AWS ElastiCache Cluster Design Considerations

29 Aug 2024

Reading time ~3 minutes

Table Of Contents

AWS ElastiCache Cluster Design Considerations

AWS ElastiCache Cluster Design Considerations

Introduction

AWS ElastiCache offers in-memory caching services that help accelerate data access for applications requiring microsecond read and write performance. This service is particularly useful for scaling out database-intensive workloads and enhancing overall application performance.

Cluster Mode Disabled vs. Cluster Mode Enabled

Cluster Mode Disabled:

Sharding: One shard (node group) with up to six nodes (1 read/write node, others as read replicas).
Endpoints:
- Single Node: A single endpoint handles both reads and writes.
- Multi Node: Separate endpoints for primary and reader nodes.

Cluster Mode Enabled:

Sharding: Supports up to 500 shards (each with primary and replica nodes).
Endpoints: Provides a single endpoint to discover primary and read endpoints for each shard.
Data Seeding: When creating a new cluster, you can seed it with data from an old cluster, provided the shard count remains the same.

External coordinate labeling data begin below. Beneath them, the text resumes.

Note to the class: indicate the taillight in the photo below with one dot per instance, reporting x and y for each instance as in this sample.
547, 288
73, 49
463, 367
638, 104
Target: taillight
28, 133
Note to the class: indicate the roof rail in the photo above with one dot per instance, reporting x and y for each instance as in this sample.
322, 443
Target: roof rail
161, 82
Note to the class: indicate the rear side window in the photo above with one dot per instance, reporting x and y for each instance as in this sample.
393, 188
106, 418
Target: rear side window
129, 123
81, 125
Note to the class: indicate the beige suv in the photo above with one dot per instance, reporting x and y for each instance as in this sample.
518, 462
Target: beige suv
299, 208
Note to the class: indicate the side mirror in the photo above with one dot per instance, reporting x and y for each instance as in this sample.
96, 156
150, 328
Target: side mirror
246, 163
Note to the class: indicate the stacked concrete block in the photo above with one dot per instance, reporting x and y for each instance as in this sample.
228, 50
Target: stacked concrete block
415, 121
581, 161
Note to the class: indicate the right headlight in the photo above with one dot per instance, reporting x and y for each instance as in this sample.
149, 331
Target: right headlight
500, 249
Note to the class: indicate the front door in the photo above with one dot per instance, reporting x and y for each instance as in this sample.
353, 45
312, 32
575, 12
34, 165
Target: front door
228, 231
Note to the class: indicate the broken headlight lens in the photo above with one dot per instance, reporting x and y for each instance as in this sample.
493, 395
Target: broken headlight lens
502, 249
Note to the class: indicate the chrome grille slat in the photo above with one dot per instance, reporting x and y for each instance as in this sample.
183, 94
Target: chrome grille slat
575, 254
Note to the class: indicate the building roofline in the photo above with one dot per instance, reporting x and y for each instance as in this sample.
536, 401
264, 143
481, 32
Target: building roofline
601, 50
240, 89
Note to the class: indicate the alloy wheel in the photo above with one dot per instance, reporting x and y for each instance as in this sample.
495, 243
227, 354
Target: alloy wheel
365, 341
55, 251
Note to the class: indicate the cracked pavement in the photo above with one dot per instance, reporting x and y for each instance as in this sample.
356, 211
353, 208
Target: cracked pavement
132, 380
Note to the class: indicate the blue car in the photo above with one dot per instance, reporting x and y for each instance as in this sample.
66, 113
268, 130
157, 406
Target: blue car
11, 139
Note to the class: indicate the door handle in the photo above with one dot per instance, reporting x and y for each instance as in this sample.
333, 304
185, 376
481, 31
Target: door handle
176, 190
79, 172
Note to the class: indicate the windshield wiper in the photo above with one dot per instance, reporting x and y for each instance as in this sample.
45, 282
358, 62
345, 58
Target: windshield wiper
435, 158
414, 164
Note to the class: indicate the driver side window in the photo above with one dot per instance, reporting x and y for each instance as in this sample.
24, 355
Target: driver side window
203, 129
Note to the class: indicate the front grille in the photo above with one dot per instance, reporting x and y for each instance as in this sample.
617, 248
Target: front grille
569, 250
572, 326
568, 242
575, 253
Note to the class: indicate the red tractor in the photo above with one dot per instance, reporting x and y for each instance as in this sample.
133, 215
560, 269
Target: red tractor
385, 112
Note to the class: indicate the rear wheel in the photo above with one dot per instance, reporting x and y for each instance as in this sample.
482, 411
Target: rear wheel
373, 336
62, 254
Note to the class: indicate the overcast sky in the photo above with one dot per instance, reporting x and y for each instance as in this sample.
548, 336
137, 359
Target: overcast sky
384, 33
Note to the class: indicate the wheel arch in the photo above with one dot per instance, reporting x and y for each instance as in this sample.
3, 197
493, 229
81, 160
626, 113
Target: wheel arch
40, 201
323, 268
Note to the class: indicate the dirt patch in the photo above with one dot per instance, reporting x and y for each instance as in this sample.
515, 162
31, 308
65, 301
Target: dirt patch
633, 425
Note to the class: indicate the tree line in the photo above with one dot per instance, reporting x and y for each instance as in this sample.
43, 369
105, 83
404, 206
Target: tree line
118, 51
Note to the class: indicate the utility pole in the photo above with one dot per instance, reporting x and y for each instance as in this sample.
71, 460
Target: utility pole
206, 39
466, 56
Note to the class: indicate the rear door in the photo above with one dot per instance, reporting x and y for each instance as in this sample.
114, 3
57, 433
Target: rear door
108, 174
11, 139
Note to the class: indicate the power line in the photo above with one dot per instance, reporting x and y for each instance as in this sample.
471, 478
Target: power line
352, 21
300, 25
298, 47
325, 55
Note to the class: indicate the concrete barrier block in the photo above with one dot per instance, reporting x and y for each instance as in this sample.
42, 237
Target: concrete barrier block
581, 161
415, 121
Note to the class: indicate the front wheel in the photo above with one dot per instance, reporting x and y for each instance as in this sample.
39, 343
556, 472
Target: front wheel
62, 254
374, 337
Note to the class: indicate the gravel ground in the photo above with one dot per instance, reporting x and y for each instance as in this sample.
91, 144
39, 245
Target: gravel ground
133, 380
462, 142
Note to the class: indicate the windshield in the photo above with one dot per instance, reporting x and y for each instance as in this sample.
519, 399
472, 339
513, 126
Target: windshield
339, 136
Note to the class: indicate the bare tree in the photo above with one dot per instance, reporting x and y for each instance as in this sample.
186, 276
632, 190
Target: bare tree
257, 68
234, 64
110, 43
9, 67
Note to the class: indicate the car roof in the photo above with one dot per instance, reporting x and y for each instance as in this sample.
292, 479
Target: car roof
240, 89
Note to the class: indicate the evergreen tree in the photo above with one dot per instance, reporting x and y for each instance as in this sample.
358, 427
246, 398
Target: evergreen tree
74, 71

This is useful when changing node types or engine versions.

Design Options

Option 1: Multiple DB Instances within Same Redis (Not Recommended)

DB Instance for each App: Using DB instances for each app within same Redis cluster is not scalable since Redis is single-threaded.
Cons:
- Cross Data Access limitations.
- Eviction policies per DB are not feasible.

Option 2: Key Prefixing

Key Management: Utilize a key prefix to segregate data per application within a single Redis instance.
Pros: Cost-effective, co-located data.
Cons: Limited eviction policy flexibility.

Option 3: Separate Instances

Data Isolation: Each application has its own Redis instance.
Pros: Better scalability, unique eviction policies.
Cons: Higher costs.

Like the content ?

Eviction Policies

Different eviction policies are available to manage memory usage:

noeviction: No new values are saved when memory is full.
allkeys-lru: Least Recently Used keys are evicted.
volatile-lru: LRU eviction for keys with an expiration field.
volatile-ttl: Evicts keys with the least time-to-live (TTL) remaining.
(Refer to Redis eviction policy documentation for more details.)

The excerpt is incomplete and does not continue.